Monday, October 31, 2011

Republicans Gaming The Stimulus And The System

Next time when you hear Republicans attack "Obama's failed stimulus" or any federal aid to states in general, remember that whenever federal money is given to the states, it's up to the states themselves to use the money as intended.  Not all of them do, particularly states under GOP control.  Take Kansas Republicans and the money they received for loans for home weatherization projects, for example.

The weatherization program, known as Efficiency Kansas, began with the American Recovery and Reinvestment Act of 2009, the federal government’s stimulus package to get Americans back to work.

The state planned to use $32 million in federal energy efficiency funds to create the revolving loan fund. State officials promised to lend most of that to Kansans to repair their homes within three years.

The program was expected to create 1,150 jobs, such as weatherization auditors, and heating and cooling, roofing, insulation and window workers, according to the KCC.
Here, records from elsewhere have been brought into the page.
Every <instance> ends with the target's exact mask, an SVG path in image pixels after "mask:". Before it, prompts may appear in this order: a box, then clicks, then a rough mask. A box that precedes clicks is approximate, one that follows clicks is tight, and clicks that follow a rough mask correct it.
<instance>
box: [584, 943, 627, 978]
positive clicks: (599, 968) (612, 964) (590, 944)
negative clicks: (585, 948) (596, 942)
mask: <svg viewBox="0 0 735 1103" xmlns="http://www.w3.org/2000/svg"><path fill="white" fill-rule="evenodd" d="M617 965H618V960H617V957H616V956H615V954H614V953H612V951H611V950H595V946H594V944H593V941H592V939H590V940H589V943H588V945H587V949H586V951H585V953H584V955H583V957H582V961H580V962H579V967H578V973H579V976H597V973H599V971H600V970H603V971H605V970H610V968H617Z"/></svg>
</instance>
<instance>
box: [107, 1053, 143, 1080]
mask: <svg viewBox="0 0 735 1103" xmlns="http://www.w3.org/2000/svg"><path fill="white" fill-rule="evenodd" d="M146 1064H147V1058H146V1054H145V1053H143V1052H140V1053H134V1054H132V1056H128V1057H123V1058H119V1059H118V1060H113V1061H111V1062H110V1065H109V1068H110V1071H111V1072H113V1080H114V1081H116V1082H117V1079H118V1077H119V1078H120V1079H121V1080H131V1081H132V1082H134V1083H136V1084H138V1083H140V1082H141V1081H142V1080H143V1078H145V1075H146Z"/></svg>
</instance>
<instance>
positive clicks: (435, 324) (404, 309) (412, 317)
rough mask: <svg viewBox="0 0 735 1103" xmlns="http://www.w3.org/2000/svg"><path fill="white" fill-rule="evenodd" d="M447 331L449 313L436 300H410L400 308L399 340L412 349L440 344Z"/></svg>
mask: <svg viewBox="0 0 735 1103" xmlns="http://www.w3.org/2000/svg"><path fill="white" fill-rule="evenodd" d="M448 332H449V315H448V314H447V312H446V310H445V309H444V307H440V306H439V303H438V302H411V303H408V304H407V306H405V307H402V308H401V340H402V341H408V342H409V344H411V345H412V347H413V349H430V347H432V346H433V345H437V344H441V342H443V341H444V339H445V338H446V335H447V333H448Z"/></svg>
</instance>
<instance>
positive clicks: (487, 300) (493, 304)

But the KCC did not get the loan program moving quickly. In the first six months of Efficiency Kansas, only 13 people had taken out loans.

When concerns were raised last winter that all the money would not be lent by the March 2012 deadline, Brownback, a supporter of the biofuels industry, reallocated $20 million from the loan fund to grants and gave the money to two organizations in that industry.

Banks didn't want to make the program loans in the first place, and when Republicans came into power halfway through the program's lifespan, they stonewalled the program from ever really going anywhere, allowing Brownback to raid the fund to give to corporate biofuel producers instead.  Due diligence on the part of Democrats to make sure the program wasn't abused or defrauded turned into deliberate sandbagging by the Republicans who gleefully dismantled the program instead.

The same "set up to fail" scenario has already been put into motion by Gov. Brownback for the state's health insurance exchanges.  Brownback's not the only GOP governor to reject funding grants for setting up health insurance exchanges either, as Republicans are counting on enough states refusing to implement health care reform so that the entire Affordable Care Act collapses regardless of whether the law is repealed by the GOP or not.

As I've said before, this is why wresting state control away from Republicans is as important or more so than at the federal level.  It doesn't matter what federal reforms you want Democrats to pass in Washington if blood red states simply ignore the laws or refuse to implement them.